Wie sehen jetzt die nächsten konkrete Schritte aus?
Prieto Peral: Das war die erste Phase der Beteiligung. Deren Ergebnisse wurden im Lindauer Synodenbeschluss 2019 festgehalten. Jetzt steht der nächste Schritt an: Es muss auch umgesetzt werden!
In den Gemeinden und Dekanatsbezirken ist das die begleitete Arbeit an ihren Schwerpunkten, um dann zur Stellenplanung zu kommen. Je intensiver diese „PuK-Phase“ gelingt, desto schlüssiger kann die Planung von Personaleinsätzen vor Ort vereinbart werden. Da macht sich eine Gemeinde auf zu echter Quartiersarbeit. Andere machen Kasualien zu einer wichtigen Aufgabe und geben dahinein auch Personal – dafür fallen vielleicht drei von sechs Predigtstellen im Gemeindegebiet weg. Wieder andere schaffen einen Aufbruch bei der Konfirmandenarbeit, als Kooperationsprojekt mit entsprechenden Entlastungen.
Es steht eine Vikariatsreform an, in der wir durchbuchstabieren: Wie bilden wir unseren Nachwuchs aus – hin zu mehr Eigenverantwortlichkeit, mehr gabenorientiertem Arbeiten, mehr Kommunikation des Evangeliums statt One-Way-Verkündigung. Die Pfarrerinnen und Pfarrer sollen stärker den Sozialraum als Klangkörper der kirchlichen Arbeit verstehen – uns sind neben der Ortsgemeinde auch die Diakonie, die Fachdienste oder der Lebensraum Schule wichtig.

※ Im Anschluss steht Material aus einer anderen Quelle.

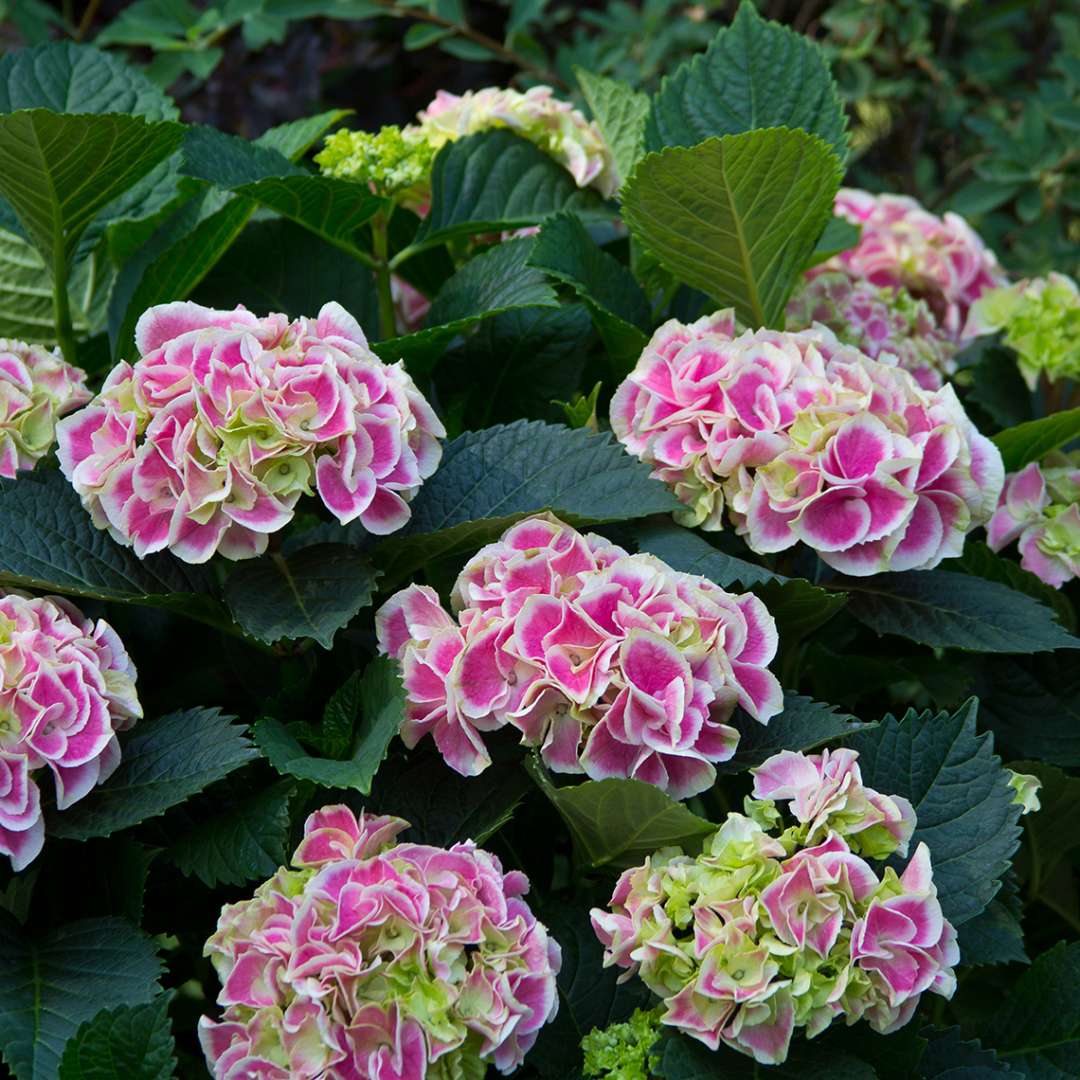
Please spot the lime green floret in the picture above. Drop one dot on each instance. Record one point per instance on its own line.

Eine große Stellschraube, wo man in der Kirche Geld bewegen kann, sind Immobilien. Auch da braucht es das auftragsorientierte Denken: Wozu sind wir Kirche vor Ort – und was bedeutet das konkret für unseren Immobilienbestand? Unser Partnerschaftszentrum Mission EineWelt hat sein Campuskonzept komplett neu entworfen, als örtliche und inhaltliche Kooperation im Sinne von PuK. Anderes Beispiel: Eine Kirchengemeinde im Nördlinger Ries suchte Geld für die notwendige Renovierung des eigenen Gemeindehauses. Dann hat unsere Bauabteilung gesagt: Versucht doch mal, mit der Kommune zu kooperieren. So entstand ein phänomenales Dorfgemeinschaftshaus, ein Begegnungszentrum, das von Kommune, Vereinen und Kirchengemeinde gemeinsam genutzt wird – und von allen gemeinsam finanziert wurde. Kirche ist auf diese Weise mitten drin im Dorfleben.
Mit welchen Prognosen arbeitet denn PuK?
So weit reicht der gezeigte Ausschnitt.